Citation of primary materials is often dependent on context. If you want to talk about the history of a statute -- say, what was going on when Congress passed the Civil Rights Act of 1964 -- you cite it one way, but if you want to cite it as it's in effect today, with amendments, you'll cite it another way. Or suppose you're talking about a case that had Issues A, B, and C, and the case was reversed on Issue B. If you want to cite it for Issue A, then you'll add "
rev'd on other grounds" and cite the later case. But if you want to cite it for Issue B, then you'll just say "
rev'd" before the later citation. It's going to be hard for programmers to work all this into their bibliographic management systems.
In Practice . . .
I think people will find different approaches that work well for them. What you do might vary from project to project, or it might develop over time (and as developers come out with new tools to help us).
I think I'm not alone in straddling old and new technologies. Here are some of the ways I managed information for my last article (10-12 pages):
- I emailed from Westlaw some chapters from a treatise and annotations from U.S.C.A., and then I sent them to my Kindle.
- I read them on my Kindle and wrote down case citations on 3x5 cards. Then I used Find to retrieve them on Westlaw, emailed them, and sent them to my Kindle to skim.
- I used HeinOnline for old Congressional Records. Looking through index entries, I jotted down page numbers on 3x5 cards.
- I downloaded PDFs of the Congressional Record pages I used. And I downloaded PDFs of law review articles. And I kept these all in a folder on my desktop.
- I entered citations of several of the law reviews into my RefWorks account (but I didn't use RefWorks when I was actively writing -- I looked at the citations I'd jotted on 3x5 cards).

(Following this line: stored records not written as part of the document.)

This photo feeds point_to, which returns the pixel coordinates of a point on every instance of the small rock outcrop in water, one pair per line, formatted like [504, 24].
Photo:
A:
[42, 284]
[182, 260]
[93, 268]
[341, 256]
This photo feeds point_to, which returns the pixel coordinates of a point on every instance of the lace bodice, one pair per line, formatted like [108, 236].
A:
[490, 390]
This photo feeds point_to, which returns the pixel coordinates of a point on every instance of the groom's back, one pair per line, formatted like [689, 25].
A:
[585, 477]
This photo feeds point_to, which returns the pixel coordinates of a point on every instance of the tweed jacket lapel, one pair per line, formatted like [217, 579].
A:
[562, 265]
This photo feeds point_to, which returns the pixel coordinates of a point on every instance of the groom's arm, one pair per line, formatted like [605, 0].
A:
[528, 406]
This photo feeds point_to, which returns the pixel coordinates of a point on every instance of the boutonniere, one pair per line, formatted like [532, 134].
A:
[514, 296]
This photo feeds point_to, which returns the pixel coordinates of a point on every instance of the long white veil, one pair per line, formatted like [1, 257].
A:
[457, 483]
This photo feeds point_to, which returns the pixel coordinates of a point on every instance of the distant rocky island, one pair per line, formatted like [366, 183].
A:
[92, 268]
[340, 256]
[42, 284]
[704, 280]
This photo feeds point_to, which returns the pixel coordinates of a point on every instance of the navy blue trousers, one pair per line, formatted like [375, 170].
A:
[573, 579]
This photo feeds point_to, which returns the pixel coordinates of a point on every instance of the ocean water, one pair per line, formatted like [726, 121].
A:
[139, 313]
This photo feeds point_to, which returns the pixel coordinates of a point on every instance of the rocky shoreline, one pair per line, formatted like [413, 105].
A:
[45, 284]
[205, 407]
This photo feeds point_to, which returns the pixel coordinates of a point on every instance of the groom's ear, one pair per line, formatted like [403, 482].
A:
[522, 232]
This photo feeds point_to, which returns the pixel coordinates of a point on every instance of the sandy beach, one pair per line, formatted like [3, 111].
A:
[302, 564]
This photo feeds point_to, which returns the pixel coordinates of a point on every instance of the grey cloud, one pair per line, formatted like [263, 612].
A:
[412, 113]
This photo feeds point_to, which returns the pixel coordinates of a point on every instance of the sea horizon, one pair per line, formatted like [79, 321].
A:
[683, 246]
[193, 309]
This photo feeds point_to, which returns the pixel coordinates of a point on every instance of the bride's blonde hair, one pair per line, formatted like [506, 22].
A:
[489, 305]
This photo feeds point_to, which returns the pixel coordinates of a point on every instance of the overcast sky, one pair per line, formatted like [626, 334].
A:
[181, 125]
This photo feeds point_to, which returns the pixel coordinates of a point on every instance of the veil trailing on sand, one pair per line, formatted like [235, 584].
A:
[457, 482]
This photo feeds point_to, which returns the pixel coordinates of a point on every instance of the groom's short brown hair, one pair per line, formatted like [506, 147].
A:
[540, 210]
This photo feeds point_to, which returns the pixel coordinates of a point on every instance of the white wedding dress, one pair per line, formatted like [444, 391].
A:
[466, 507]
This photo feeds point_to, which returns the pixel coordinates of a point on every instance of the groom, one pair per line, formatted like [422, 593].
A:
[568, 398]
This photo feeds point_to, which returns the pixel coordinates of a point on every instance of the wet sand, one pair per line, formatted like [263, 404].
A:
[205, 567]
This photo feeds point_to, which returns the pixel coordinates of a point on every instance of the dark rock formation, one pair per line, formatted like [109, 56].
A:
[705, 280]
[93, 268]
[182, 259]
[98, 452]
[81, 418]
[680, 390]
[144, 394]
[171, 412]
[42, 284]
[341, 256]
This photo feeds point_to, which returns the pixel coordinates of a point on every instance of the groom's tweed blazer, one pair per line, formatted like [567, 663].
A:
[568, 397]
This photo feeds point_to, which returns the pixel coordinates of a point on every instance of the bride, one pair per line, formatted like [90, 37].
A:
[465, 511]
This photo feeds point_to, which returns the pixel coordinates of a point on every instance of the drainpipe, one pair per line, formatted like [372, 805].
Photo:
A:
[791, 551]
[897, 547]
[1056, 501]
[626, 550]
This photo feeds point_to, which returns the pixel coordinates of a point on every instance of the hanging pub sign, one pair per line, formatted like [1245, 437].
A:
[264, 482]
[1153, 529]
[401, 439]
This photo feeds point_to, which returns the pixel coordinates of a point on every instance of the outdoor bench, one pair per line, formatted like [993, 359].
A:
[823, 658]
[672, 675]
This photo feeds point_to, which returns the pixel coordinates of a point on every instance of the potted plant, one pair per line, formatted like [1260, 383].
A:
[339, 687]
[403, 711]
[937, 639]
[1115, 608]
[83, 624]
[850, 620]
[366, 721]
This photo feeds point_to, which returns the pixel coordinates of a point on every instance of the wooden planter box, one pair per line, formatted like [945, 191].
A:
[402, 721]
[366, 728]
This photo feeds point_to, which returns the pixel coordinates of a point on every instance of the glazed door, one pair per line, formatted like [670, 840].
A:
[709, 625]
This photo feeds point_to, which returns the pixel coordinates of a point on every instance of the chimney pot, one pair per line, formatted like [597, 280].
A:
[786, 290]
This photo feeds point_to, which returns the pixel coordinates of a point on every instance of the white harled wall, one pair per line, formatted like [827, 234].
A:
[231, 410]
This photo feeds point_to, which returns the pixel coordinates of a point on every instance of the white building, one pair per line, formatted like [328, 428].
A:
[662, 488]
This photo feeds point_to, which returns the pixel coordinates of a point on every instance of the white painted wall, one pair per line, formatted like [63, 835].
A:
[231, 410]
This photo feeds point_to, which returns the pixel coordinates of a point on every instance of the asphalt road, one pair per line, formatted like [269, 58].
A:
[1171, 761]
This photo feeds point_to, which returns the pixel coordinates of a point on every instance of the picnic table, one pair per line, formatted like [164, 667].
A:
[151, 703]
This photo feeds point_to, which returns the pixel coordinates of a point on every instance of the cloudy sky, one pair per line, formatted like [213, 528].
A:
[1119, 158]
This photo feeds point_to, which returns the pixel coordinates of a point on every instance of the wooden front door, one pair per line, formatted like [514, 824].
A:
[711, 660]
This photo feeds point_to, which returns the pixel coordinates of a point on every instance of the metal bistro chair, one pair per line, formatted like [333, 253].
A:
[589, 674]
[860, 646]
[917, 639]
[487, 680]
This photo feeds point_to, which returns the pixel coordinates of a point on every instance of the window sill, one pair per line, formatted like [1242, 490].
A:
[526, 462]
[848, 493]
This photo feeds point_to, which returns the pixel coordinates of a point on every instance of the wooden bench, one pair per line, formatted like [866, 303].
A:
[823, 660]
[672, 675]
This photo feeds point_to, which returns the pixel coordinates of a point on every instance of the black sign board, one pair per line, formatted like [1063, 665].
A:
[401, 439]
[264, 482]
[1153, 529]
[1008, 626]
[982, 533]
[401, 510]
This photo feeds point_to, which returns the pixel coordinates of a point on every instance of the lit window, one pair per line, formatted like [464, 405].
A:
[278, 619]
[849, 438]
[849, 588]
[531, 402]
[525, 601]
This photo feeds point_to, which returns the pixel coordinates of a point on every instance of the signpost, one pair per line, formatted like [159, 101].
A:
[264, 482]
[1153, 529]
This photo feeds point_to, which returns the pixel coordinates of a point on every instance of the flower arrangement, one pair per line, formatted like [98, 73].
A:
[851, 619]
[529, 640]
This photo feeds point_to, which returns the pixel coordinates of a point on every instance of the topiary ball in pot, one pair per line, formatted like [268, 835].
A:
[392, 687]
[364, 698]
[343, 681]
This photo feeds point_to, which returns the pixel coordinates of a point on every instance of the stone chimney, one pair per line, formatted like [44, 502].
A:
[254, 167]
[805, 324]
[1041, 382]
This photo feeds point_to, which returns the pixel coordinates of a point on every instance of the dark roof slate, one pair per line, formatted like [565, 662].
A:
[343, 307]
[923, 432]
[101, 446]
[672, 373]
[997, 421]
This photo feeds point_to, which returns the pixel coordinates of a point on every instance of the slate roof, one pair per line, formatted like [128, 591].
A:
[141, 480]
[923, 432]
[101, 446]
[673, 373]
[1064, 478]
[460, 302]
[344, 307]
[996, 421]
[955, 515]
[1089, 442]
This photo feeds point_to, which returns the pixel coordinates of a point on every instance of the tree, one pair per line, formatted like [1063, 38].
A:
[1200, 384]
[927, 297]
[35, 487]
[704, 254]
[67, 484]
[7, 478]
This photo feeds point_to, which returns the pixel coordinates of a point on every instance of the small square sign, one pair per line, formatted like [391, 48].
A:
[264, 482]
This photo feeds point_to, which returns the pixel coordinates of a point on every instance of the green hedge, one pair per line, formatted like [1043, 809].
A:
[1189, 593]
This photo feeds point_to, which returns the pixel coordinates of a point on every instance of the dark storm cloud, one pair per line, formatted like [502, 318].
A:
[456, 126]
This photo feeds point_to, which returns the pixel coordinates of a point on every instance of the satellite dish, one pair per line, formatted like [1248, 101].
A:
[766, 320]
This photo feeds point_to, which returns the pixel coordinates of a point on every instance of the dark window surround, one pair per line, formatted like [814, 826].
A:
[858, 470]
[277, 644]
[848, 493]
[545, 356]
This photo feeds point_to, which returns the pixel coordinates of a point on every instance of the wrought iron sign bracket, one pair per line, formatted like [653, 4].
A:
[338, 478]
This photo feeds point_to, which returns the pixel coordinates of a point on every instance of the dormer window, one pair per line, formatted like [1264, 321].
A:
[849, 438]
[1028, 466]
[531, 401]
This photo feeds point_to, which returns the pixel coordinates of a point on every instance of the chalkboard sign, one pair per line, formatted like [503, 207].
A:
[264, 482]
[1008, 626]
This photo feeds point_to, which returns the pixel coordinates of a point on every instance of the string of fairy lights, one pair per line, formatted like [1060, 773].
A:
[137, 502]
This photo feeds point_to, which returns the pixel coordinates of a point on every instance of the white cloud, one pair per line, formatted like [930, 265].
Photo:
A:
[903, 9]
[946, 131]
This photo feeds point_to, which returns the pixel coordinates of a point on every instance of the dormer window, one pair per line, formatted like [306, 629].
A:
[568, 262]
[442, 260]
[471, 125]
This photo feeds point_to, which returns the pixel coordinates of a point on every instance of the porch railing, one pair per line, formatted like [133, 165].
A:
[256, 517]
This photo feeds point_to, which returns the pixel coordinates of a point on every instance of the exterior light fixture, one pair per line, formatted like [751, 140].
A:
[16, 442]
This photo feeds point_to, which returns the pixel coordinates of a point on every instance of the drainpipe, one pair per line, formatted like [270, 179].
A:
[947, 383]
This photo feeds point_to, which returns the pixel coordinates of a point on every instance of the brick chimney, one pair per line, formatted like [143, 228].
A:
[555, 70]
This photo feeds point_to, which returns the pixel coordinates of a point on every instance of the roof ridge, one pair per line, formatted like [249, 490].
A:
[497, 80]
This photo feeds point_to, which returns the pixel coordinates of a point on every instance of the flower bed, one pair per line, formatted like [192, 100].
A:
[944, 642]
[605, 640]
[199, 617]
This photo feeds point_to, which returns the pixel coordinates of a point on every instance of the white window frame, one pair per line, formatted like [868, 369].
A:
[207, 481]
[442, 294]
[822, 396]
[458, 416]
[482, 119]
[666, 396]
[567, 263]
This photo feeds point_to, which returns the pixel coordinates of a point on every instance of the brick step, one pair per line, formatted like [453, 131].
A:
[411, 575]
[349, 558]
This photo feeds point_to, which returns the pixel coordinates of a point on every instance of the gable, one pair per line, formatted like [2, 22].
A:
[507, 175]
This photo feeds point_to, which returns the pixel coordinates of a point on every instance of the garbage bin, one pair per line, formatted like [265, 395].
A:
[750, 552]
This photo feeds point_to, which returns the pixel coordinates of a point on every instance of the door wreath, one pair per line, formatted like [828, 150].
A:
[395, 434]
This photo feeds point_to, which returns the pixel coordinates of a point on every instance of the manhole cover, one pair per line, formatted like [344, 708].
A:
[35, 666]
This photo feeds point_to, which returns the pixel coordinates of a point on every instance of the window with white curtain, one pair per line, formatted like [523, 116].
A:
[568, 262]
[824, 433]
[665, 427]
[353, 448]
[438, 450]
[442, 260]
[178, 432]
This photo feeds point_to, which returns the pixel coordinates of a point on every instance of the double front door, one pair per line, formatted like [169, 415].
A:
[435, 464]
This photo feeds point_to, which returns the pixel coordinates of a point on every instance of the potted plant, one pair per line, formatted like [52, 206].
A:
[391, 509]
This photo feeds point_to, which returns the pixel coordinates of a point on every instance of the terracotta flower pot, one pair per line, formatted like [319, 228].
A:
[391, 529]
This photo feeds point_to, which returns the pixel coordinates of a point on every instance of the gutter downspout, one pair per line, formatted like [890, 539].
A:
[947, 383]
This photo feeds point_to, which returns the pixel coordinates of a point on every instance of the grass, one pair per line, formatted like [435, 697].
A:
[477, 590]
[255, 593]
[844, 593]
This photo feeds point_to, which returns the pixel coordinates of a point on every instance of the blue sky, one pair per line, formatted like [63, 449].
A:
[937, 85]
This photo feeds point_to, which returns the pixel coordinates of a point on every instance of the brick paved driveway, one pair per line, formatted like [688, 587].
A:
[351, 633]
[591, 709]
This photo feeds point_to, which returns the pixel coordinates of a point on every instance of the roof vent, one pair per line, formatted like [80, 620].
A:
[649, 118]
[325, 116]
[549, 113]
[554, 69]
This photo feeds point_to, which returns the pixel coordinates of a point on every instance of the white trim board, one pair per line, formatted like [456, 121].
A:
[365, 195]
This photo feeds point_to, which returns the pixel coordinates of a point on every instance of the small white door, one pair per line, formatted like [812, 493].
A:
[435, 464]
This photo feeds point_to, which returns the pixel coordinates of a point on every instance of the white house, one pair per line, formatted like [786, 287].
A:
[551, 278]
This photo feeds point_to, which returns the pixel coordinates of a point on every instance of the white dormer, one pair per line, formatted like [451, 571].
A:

- I attended a panel and took notes with a pen on paper.
- I cut and pasted excerpts from a government website into a Word document that I sent to my Kindle and saved on my computer.
- I signed onto Westlaw and LexisNexis to check some things or look for examples as I was writing.
- I looked at U.S.C.A. and U.S.C.S. in print to get publication dates for citing.
- I typed a quotation directly from a book into a footnote in my draft, without any intermediate note-taking on it.
Is this the perfect way to manage documents, notes, and citations? No. Is it the way I'll do things in my next writing project? Maybe, maybe not.
The old technology of 3x5 cards actually still works pretty darn well for a lot of things -- for instance, quickly referring to a note or a citation and rearranging notes to figure out a good order. Having a bunch of documents together in a folder on my laptop is great too -- for long passages that I wouldn't want to have to copy onto an index card, for reading PDFs, for checking quotations. And being able to go online to search or retrieve is convenient too.
Other tools: tables in Word, spreadsheets, Microsoft OneNote (I haven't tried it, but one student told me she used it for everything).